Lastly, of the locally available batteries which 18650's would you guys recommend? I have a couple of efests (the max disch. 35A ones) and a couple of VTC4's. No smurfs


----------



## DoubleD (29/3/15)

KB_314 said:


> Can a Grand use flat-tops?



I also have the efest 2500mah flat tops and asked the same question today, got a pleasing 'yes'.

Reactions: Thanks 1


----------



## Andre (29/3/15)

KB_314 said:


> Hey guys - I'm a soon-to-be Reo noob and have a couple of battery queries too. Can a Grand use flat-tops? I know AR button tops are the recommended but I have a lot of flat-tops and almost no button tops.
> And also, is it possible to order AR's from overseas and if so where is the best place to shop?
> Lastly, of the locally available batteries which 18650's would you guys recommend? I have a couple of efests (the max disch. 35A ones) and a couple of VTC4's. No smurfs





DoubleD said:


> I also have the efest 2500mah flat tops and asked the same question today, got a pleasing 'yes'.

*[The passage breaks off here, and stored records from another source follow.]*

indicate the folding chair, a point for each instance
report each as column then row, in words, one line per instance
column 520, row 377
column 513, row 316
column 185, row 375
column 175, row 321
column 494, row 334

For the Reos with the gold plated contacts with curled firing pin tip, the flat tops are perfect. In fact better than the button tops imo. I think almost all Reos around today have these contacts. Thus, the Efest 2500s (20A continuous discharge) and the VTC4s (30A) will serve you well.

Reactions: Like 2 | Thanks 1


----------



## Philip (29/3/15)

bought the *1000mAh eFest IMR 18500 (15A) works like a bomb*

Reactions: Like 1 | Winner 2


----------